Next day there is an entry: “I didn’t know we were engaged until he told me, ‘Why, of course, we are.’”

Thus simply does youth plight its troth. They had been together and he had kissed her, and so, of course, they were engaged. Of course, they were ready to fight the long battle of life side by side, and she who had given so much in her kiss had walked out past the doors of girlhood; through that one light touch she felt that her whole life must be then surrendered to the boy who had had the magic word for her. They decided to tell no one on account of their youth.

No sooner did this honest lad have my rainbow Ellen in his hands than he started in trying to make some one else of her. I read her journal that follows with a certain heartache because I was not blameless in this matter. I, too, wanted to take this gay and shimmering child and turn her into something else; trim her generosities and check her impulses.

Another thing that makes me rage is the fact that my knowledge of the lives of men teaches me that, had Ellen had one little affectation in which to clothe herself, her young lover would have been on his knees before her instead of being the pedantic young master. Ellen’s journal at this time varies from a thing glittering with life, from being drunk with the heady wine of being beloved for the first time, to a book of copy-book maxims, beginning with: “Edward says I must read—or do—or act—or mustn’t.”

Poor young man! He wrote her decalogues by the dozen, and yet the tragedy of him is that he tasted her special quality and loved her while trying to kill it. The youth of Ellen and her high joy of living carried him along in spite of himself, though he always made Ellen pay for his happiness by lectures on the seriousness of life.

It was here that Alec began to perceive the place he had in her life. They had a game they played that they called “Two Years Ago,” in which they outdid their own childish pranks. Ellen remarks ingenuously:—

“I suppose that I ought to tell Edward how Alec and I rest ourselves from growing up, but there is no place in him to tell this to. I tried it with Roberta, and she just understood what it was about, but doesn’t see why I want to do it; and I don’t know myself exactly, except that I just have to.”

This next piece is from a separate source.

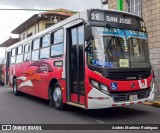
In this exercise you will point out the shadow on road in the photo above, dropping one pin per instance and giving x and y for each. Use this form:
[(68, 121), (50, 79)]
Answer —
[(110, 113)]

Then from one day to another Alec was sent West to an uncle and two weeks later, as had been planned, Edward left. He was to go away for a year and a half, and then come back and formally ask for Ellen’s hand. It shocked Ellen terribly that she missed Alec most.

Through all the year and a half that followed, Ellen never told me anything of what was in her mind, nor did she tell her mother, and here is the characteristic of their young girlhood that people seem to forget—this nameless reticence. So, alone, she went through the crucial thing that falling out of love always is. Another girl in her situation might have deceived herself, the idea of a grown-up lover was such a pleasant one to a girl of Ellen’s age. Ellen was unaware of the disillusion she was preparing for herself. She writes, appalled:—

“I don’t know what has happened to me, I can only describe it by saying I have waked up. I know now that I am not in love with Edward and I just understood this from one day to another. He has not done anything at all. He writes me just the way he always has. He hasn’t changed, so I suppose I am fickle and bad, and that I can’t trust myself, for if this wasn’t real, I don’t know what can be real, and yet I feel as though I had never loved him at all. I sometimes wonder if I should have become engaged to some other person if it had happened that some other person had kissed me.”